Install Chrono::PyEngine

There are two options for installing Chrono::PyEngine on your computer, A) or B). The first is for users that are not interested in the C++ API.

A) Install precompiled Python modules

For users that do not want to install the entire Chrono::Engine API there is a precompiled installer. Do this:

  1. download and install Python (only Python version 3.2 or greater is supported)
  2. download and install the Chrono::PyEngine module for Python, using the installer in our download section.
You do not need to install the entire C++ API/SDK of Chrono, in this case.
Note that there are separate installers for the 32 bit or 64 bit distributions of Python. Do not mix 32bit with 64bit. We suggest you to use the 64 bit Python and, consequently, the 64 bit Chrono::PyEngine
Note that the releases of the installers in our download page might be lagging behind the most recent Chrono API: if you want to exploit the most recent features, you should use the following second method.

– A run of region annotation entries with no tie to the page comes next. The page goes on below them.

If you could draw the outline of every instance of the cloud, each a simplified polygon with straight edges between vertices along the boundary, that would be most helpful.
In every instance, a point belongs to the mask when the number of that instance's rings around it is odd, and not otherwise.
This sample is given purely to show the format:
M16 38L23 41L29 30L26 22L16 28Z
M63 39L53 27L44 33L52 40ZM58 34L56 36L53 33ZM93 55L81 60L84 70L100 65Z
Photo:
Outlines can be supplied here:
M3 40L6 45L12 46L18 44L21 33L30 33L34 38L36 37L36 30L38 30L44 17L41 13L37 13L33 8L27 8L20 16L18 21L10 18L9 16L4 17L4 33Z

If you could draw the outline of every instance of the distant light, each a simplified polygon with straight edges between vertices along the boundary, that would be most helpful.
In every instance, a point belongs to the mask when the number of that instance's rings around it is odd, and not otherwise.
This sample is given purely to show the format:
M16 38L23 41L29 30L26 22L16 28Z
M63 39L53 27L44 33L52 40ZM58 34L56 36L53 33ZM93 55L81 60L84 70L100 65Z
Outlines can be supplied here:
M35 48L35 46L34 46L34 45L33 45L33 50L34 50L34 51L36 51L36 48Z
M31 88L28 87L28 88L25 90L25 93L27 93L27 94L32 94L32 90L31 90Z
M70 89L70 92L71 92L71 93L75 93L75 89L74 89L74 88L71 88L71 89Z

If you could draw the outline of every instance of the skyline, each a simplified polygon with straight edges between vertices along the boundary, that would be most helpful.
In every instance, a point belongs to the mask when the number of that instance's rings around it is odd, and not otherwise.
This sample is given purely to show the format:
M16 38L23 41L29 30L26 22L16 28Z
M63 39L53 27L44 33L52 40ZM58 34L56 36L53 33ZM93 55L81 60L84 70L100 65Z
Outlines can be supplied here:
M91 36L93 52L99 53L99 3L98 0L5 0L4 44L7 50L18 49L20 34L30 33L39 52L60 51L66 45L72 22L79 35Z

B) Build Python modules from the C++ API

Advanced users that use the entire Chrono::Engine C++ API can build Chrono::PyEngine from scratch. This is the preferred way to have the most updated Chrono::PyEngine, but it is more complicated. Do this:

  1. install the Chrono API with C++ source code and build it,
  2. install Python (only Python version 3.2 or greater is supported)
  3. build the Chrono::PyEngine module, following these instructions

Tips

We suggest you to use a specialized IDE editor that nicely handles the Python language (syntax highlighting, auto completion of text, etc.). The default IDE installed with most Python distribution is IDLE: it is nice but we suggest a suggest to install a more powerful editor: PyScripter, that is free.
We suggest to install also the following third party packages for expanding the capabilities of Python in mathematical ad plotting areas:

  • Numpy
  • Matplotlib.
    NOTE. Precompiled binaries of Numpy and Matplotlib for Python 3.2 can be downloaded from the unofficial repository. A faster option is to install the entire SciPy stack that includes both. Otherwise there is a custom Python distribution called Enthough that already includes the two packages.